Rehaussé de la formule du whodunnit (« qui a fait ça ? » popularisé par le Cluedo et les romans policiers classiques d’Agatha Christie), la narration est en fait une enquête qui doit littéralement démasquer le tueur en fin de film, la formule reste donc très simple, dans le sillage du slasher originel mais avec un ton et un style finalement assez différents. Or, c’est bien ce style qui a marqué l’époque et le public tant il était appuyé et reconnaissable. C’est bien simple, la formule slasher relookée des années 90 a tellement fonctionné qu’elle a fini par se confondre avec le cliché du film d’horreur : une bande de jeunes écervelés et libidineux qui se font massacrer dans les lieux familiers où ils traînent habituellement (lycée, fac, piscine, bar ou club). À cet égard, le classique The Faculty de Rodriguez réunit tous les traits de ce sous-genre, du lieu scolaire central de l’action (le lycée dont les professeurs sont les meurtriers comme le titre l’indique) à la bande de jeunes en passant par la tentative pseudo-subversive de l’usage de substances illégales comme passage obligé à l’âge adulte. Un film une fois de plus scénarisé par Williamson.

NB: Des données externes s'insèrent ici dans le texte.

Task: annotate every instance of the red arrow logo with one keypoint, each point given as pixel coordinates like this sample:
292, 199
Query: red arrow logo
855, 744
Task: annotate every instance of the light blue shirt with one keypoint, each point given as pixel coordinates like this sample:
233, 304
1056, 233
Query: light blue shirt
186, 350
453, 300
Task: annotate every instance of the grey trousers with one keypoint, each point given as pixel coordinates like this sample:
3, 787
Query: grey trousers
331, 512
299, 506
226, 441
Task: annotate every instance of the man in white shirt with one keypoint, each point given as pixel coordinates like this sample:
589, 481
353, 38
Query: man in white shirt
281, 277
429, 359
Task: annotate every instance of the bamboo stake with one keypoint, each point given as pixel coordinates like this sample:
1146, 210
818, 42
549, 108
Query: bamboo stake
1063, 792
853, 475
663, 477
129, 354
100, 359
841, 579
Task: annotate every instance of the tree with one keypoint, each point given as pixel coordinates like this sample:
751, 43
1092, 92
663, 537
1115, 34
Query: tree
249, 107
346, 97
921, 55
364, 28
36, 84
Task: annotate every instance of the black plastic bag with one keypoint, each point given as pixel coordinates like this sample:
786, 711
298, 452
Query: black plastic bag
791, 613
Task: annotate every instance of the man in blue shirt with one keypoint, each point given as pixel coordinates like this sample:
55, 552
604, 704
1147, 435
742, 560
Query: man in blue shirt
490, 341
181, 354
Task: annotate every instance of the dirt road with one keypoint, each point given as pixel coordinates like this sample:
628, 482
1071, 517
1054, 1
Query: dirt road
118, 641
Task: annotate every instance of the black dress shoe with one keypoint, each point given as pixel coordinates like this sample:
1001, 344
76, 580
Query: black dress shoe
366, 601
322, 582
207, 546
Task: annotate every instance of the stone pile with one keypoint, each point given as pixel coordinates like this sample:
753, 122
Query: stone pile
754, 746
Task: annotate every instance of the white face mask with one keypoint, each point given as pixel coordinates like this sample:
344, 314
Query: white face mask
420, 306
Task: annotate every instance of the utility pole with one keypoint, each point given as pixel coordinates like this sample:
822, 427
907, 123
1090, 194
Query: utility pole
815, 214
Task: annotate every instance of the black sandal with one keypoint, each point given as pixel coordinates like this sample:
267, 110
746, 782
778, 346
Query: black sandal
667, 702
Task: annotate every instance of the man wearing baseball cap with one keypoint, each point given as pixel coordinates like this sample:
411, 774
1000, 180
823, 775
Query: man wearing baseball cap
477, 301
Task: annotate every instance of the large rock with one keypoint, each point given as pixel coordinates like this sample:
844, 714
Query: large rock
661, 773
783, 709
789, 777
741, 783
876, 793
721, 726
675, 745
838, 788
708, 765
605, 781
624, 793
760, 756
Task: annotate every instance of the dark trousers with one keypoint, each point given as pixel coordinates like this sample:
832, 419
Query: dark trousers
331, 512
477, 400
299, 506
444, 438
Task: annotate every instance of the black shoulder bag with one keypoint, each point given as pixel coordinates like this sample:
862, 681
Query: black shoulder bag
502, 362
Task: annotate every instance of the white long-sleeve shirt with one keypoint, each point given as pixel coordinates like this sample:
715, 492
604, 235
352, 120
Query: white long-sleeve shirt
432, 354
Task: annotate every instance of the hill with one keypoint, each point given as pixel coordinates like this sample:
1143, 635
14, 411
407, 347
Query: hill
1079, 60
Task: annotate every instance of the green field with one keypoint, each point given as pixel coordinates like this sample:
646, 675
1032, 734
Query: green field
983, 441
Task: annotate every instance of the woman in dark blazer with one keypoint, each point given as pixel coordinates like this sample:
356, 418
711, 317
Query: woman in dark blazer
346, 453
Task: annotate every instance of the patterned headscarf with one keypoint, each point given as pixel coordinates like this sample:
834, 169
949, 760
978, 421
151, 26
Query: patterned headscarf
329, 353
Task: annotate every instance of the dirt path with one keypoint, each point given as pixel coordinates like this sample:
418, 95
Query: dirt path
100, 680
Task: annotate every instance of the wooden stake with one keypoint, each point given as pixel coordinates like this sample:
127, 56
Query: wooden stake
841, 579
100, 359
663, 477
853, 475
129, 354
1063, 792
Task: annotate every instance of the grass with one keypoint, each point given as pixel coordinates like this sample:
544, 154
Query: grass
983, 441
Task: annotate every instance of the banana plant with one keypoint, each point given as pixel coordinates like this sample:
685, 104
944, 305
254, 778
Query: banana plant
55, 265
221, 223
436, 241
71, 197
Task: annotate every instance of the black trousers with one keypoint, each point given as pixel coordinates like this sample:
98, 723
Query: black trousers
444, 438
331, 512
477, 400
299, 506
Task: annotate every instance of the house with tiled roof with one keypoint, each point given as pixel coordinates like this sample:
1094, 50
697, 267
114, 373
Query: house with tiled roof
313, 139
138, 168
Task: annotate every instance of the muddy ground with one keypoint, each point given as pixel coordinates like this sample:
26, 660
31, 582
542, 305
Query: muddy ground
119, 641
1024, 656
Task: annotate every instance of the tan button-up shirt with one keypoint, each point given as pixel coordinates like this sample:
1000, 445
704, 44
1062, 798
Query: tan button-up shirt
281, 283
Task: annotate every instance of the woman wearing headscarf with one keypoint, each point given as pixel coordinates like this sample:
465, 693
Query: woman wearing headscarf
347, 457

Si la franchise des Scream a continué avec Wes Craven à explorer la forme nue du slasher en s’enfonçant dans le méta, ce n’est pourtant pas la trace qu’elle a laissée dans le genre de l’horreur – en témoigne l’échec de Scream 3, pourtant très bien mené. Ce que l’on retient en fait, ce n’est pas la dimension méta-esthétique du sous-genre (peut-être trop visionnaire et en avance sur son temps ?) mais le fun d’une formule terriblement légère sans être creuse pour autant. Halloween 20 ans après n’est donc ni le pire de la franchise ni un plaisir coupable mais – comme beaucoup d’autres néo-slashers – un bon film d’horreur à regarder entre amis.